The evidence is clear: lowering sodium intake in children lowers blood pressure. Indeed, the adverse effect of sodium on blood pressure begins at birth. In a randomized trial, infants fed a low-sodium formula achieved lower blood pressure during the first six months of life than infants fed a regular-sodium formula. And when these infants were restudied at 15 years of age, the group formerly on the low-sodium diet during infancy continued to have substantially lower blood pressure than the regular formula group.
It is not just infants who can benefit from lower sodium levels in their diets. Persuasive evidence has documented that lowering sodium intake reduces blood pressure in adolescents. The two-year Exeter-Andover school project found that it was possible to significantly reduce sodium by controlling the amount used in food preparation for students eating school meals on a daily basis. The result was a significant reduction of blood pressure. An analysis that combined data from these two trials and 11 others reached the same conclusion: sodium reduction lowers blood pressure in infants and children.

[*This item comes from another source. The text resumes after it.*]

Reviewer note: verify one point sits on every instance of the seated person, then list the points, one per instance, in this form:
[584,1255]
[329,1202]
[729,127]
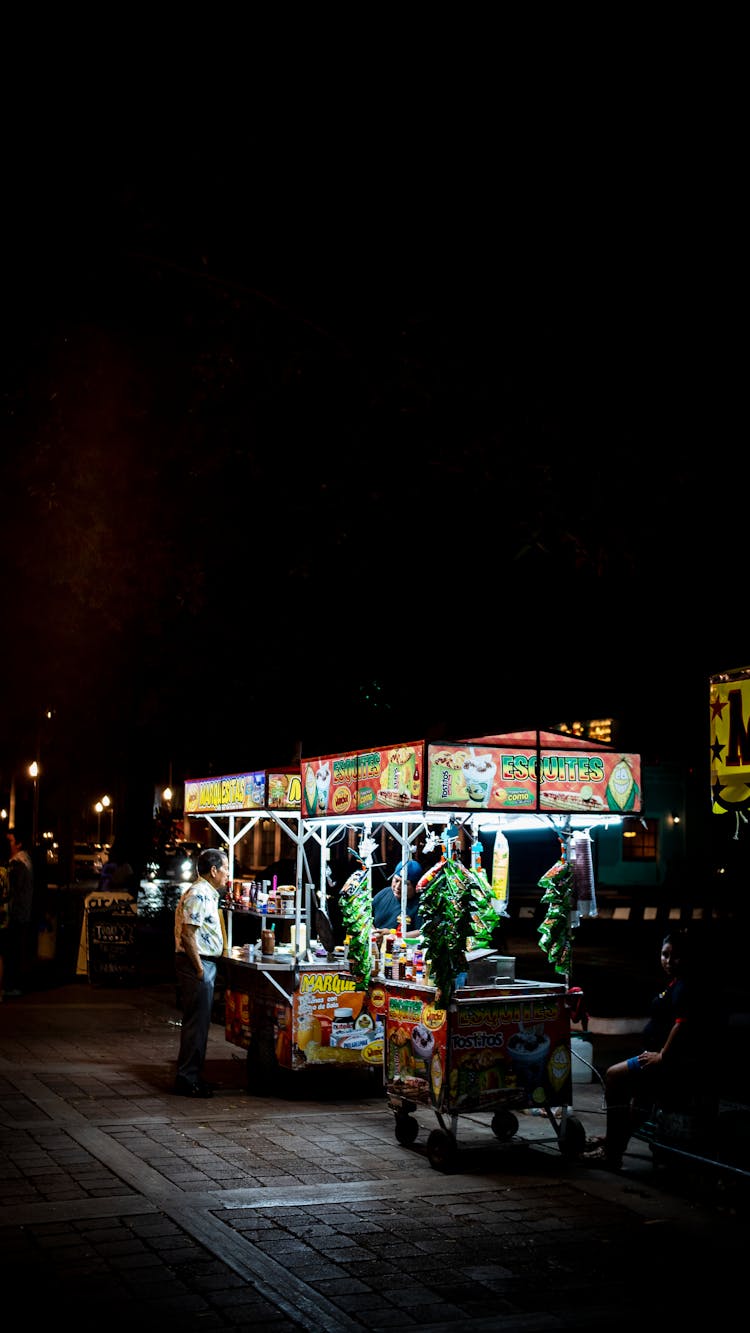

In summary, the preponderance of evidence is sufficiently strong to recommend a lower sodium intake as an effective and well-accepted approach to reducing high blood pressure in infants and children. Current efforts to weaken nutrition standards for school meals or trying to redefine the science to fit a political agenda undermines an effective strategy that will improve the health of our children and our nation. We urge Congress to not follow such a reckless course.
Appel is director of the Welch Center for Prevention, Epidemiology, and Clinical Research and professor of medicine at Johns Hopkins.